The clinical manifestations of Lyme disease are divided into early and late stages (Table 214-1). Early Lyme disease is further classified as early localized or early disseminated disease. Untreated patients can progressively develop clinical symptoms of each stage of the disease, or they can present with early disseminated or with late disease without apparently having had any symptoms of the earlier stages of Lyme disease.

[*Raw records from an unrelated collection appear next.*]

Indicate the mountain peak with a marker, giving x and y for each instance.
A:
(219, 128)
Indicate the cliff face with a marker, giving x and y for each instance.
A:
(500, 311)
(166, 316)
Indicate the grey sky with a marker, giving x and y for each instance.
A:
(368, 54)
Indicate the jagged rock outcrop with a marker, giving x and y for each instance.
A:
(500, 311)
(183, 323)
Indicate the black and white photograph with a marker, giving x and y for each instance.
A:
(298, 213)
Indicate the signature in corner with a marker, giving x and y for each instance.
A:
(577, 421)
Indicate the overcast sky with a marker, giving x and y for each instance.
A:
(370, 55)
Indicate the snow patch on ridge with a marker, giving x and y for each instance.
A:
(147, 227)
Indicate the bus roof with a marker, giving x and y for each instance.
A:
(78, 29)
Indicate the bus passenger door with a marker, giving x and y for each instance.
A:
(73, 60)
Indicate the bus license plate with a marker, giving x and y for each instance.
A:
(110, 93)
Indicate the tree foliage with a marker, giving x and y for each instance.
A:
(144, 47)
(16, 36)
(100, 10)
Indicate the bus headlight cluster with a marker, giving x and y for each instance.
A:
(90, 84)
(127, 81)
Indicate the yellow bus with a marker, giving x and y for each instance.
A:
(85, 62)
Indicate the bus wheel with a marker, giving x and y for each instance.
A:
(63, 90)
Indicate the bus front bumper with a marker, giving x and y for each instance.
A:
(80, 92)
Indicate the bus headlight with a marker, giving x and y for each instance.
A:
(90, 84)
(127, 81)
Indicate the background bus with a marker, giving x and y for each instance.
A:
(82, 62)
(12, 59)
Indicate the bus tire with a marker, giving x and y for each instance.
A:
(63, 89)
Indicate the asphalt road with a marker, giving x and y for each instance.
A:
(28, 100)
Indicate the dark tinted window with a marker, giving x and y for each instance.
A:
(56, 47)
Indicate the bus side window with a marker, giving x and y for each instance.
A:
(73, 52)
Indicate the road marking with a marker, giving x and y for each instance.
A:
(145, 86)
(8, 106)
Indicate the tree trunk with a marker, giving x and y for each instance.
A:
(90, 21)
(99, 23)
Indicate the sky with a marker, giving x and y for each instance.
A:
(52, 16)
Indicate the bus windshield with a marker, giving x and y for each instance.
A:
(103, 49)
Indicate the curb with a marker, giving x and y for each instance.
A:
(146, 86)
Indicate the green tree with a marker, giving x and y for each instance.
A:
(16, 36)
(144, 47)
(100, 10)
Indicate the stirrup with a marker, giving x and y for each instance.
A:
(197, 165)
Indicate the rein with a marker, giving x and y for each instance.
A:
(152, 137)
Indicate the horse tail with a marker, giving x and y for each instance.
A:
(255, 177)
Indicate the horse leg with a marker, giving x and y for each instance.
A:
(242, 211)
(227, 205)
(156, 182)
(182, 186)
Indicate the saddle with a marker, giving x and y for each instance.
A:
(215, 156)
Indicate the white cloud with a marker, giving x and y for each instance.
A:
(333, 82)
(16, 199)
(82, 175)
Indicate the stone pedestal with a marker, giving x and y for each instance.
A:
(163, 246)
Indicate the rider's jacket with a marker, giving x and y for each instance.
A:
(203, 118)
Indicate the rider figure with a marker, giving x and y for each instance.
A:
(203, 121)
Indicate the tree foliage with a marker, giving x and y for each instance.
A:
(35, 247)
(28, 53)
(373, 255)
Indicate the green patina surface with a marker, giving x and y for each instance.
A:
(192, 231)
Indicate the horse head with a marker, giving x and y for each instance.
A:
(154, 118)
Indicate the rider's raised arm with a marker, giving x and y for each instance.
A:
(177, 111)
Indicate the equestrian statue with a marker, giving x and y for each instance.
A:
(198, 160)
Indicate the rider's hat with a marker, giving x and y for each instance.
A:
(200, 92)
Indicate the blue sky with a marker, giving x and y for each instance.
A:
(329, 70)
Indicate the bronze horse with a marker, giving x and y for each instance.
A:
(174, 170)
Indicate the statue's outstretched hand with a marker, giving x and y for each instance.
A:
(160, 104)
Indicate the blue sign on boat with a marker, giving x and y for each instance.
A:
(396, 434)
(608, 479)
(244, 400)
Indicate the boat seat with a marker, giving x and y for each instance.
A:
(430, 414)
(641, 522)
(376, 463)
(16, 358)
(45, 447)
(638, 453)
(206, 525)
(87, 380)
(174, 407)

Table 214-1 CLINICAL STAGES OF LYME DISEASE

EM, erythema migrans.

Early Localized Disease

The first clinical manifestation of Lyme disease in most patients is erythema migrans (Fig. 214-2). Although it usually occurs 7-14 days after the bite, the onset of the rash has been reported from 3 to 30 days later. The initial lesion occurs at the site of the bite. The rash is generally either uniformly erythematous or a target lesion with central clearing; rarely, there are vesicular or necrotic areas in the center of the rash. Occasionally the rash is itchy or painful, though usually it is asymptomatic. The lesion can occur anywhere on the body, although the most common locations are the axilla, periumbilical area, thigh, and groin. It is not unusual for the rash to occur on the neck or face, especially in young children. Without treatment, the rash gradually expands (hence the name migrans) to an average diameter of 15 cm and typically remains present for 1-2 wk. Erythema migrans may be associated with systemic features, including fever, myalgia, headache, or malaise. Co-infection with Babesia microti or Anaplasma phagocytophilum during early infection with B. burgdorferi is associated with more severe systemic symptoms.

Figure 214-2 Skin manifestations of Lyme borreliosis. A, Erythema migrans on the upper leg, showing central clearing. B, Erythema migrans expanding around the umbilicus; note central clearing.

(From Stanek G, Strle F: Lyme borreliosis, Lancet 362:1639–1647, 2003.)